Background/Question/Methods
Younger environmental advocates are increasingly rising to the forefront of efforts to address ecological sustainability and health. New techniques to train young scientists should invest in preparing them for their professional endeavors earlier. Creating partnerships between university research labs and high schools for hands-on training is an accessible outreach approach that can also support under-resourced schools, encouraging underrepresented groups to pursue STEM. Here, we present a research project from one high school student in collaboration with external institutions-- NYU and Cold Spring Harbor Laboratory-- to demonstrate the questions, opportunities, and research methods that can be addressed through dynamic multi-level educational approaches.

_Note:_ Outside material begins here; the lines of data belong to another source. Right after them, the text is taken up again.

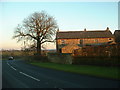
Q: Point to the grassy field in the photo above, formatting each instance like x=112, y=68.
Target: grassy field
x=106, y=72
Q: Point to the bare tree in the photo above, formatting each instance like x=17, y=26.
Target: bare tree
x=39, y=27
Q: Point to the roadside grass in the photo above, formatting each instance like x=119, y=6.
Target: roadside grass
x=98, y=71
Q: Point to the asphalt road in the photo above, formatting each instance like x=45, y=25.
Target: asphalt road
x=18, y=74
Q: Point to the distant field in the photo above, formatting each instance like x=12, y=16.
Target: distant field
x=106, y=72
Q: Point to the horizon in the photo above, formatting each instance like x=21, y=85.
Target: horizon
x=72, y=16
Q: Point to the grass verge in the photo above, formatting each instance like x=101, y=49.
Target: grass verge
x=105, y=72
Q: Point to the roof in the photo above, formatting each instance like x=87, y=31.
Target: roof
x=117, y=35
x=83, y=34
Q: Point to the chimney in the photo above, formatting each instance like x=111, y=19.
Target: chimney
x=107, y=29
x=58, y=30
x=85, y=30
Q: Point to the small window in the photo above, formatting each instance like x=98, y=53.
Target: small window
x=110, y=38
x=81, y=41
x=63, y=41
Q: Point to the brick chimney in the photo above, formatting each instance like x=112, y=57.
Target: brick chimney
x=107, y=29
x=85, y=30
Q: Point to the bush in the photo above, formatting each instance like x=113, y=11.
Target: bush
x=99, y=61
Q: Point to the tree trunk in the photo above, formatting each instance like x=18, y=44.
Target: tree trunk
x=38, y=47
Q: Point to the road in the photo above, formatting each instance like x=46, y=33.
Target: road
x=18, y=74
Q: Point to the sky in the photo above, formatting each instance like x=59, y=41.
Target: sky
x=70, y=16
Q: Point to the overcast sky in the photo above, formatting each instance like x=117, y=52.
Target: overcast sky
x=70, y=16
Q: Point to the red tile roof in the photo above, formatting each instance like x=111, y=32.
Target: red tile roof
x=84, y=34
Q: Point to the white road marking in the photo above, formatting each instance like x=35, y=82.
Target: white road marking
x=29, y=76
x=11, y=66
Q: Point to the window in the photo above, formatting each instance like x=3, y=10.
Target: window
x=81, y=41
x=110, y=38
x=63, y=41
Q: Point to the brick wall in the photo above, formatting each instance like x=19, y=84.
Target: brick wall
x=72, y=44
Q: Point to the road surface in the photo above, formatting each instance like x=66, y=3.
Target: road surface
x=18, y=74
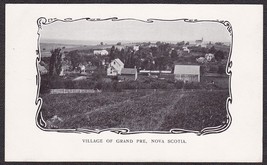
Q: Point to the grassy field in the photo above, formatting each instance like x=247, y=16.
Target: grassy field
x=139, y=111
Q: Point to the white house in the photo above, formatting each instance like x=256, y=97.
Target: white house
x=209, y=56
x=128, y=74
x=42, y=69
x=101, y=52
x=185, y=49
x=199, y=42
x=135, y=47
x=201, y=60
x=115, y=67
x=189, y=73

The first research question explored is how honey samples from the NYC area compare and reflect the microbiome of locales. The microbial DNA that bees incorporated into their honey was extracted and sequenced. Findings from this study have supported the current follow-up study investigating how bees’ microbiomes vary across ecosystems and whether honey can serve as a “biomarker” for local ecosystem health and agricultural practices. Specifically, this study seeks to explore the impact of pesticides and biopesticides, whose use and regulations vary internationally, as a leading contributor to the decline of bee populations and Colony Collapse Disorder.

Results/Conclusions
In Study 1, samples from the NYC (city), Westchester County (non-city), and commercial sources (non-city) identified 278 unique DNA sequences. These included: actinobacteria, Methylobacterium, firmicutes, Streptococcaceae gordonii, Lactobacillus, and cyanobacteria, Pseudomonas and Staphylococcus epidermidis. These microorganisms, incorporated into bees’ hives, show what they, and by extension people, come in contact with that may be harmful. Each sample was distinct with wide microbe variety per location though differences were not greater in city versus non-city samples. Exploratory taxonomic plots show that DNA sequenced from one sample revealed 11.38% of cyanobacteria (other samples yielded ranges from 1.35% to 3.5%). Cyanobacteria not only negatively impacts bee health but has also been found to influence people living in proximity to high concentrations who are more likely to develop ALS. Study 2 aims to extend comparisons to more diverse international ecosystem samples to explore the impact of environmental factors on various bee microbe taxonomies. Here, we capitalize on high school and university collaborations to create an exchange of mentorship and resources that encourages young trainees to hone questions earlier in their professional endeavors. This effort aims to encourage a more diverse and inclusive representation of scientists in the STEM fields moving forward.